Directed by: Martin Scorsese
Premise: Character study of boxer Jake La Motta (Robert De Niro), following the ups and downs of his life and career.
What Works: Raging Bull is one of the de facto examples of cinematic craft in much the same way as Michelangelo’s “Statue of David” is an example of excellence in sculpture or Leonardo DaVinci’s “Mona Lisa” is held as the ultimate in Renaissance-era oil painting. Raging Bull pulls together the elements of cinema, bending and weaving the possibilities of sound and image together in ways that make the film a tour of the possibilities of the form. Varying everything from color and focus to film speed, the cinematography captures the claustrophobia of a Bronx apartment, the savage violence of the boxing ring, and the isolation of a prison cell and demonstrates the right techniques at the right moments to amplify the meaning of the scene and explore the character’s psychology through cinema. The sound is used equally well, especially in the boxing scenes, which incorporate great sound effects work; Raging Bull uses silence when it is most effective, and relies on music of the 1940s to give the period feel and fill in the cultural background of Little Italy.
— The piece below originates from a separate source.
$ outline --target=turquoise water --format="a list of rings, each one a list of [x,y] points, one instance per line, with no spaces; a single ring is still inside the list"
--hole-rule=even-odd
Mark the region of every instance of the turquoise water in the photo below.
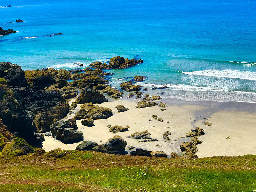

Raging Bull has a few great performances by the cast such as Cathy Moriarty as Vickie, La Motta’s wife, and Joe Pesci as Joey, La Motta’s brother. But the performance of the film that stands out, partly due to the structure of the film but largely due to the excellence of the work, is Robert De Niro as Jake La Motta. It is a performance on par with Daniel Day Lewis in There Will Be Blood, Forest Whitaker in The Last King of Scotland, and George C. Scott in Patton. De Niro portrays La Motta as a monstrous human being, good at what he does for a living but self-destructive and unable to control himself outside of the ring. The tension between how the character sees himself and how he behaves creates a portrayal of a man and his masculinity that is complex and, if not sympathetic, is extremely empathic and allows insight into this tortured soul and more broadly into the conflicts of post-war men in America.
What Doesn’t: This is a film of a different era and it is unconventional in its narrative structure and how it handles the boxing than many other fight films like Rocky. Here the fighting is not a means to an end; it is an end in itself and is used to explain the psychological make up of the lead character. Raging Bull is not a feel good movie and audiences who expect films to be easily accessible may find themselves locked out of the movie if they won’t put forth the effort to try and understand it.
DVD extras: The two-disc special edition of Raging Bull includes a four-part behind the scenes feature, a short documentary, comparisons between De Niro and La Motta’s fighting footage, newsreel footage of La Motta, and trailers.
Bottom Line: Raging Bull is necessary viewing for fans of De Niro and Scorcese and one of the key films of the New Hollywood era. It is not an easy movie to screen but it is worth the time and effort not merely to watch, but to re-watch, dissect, and learn from.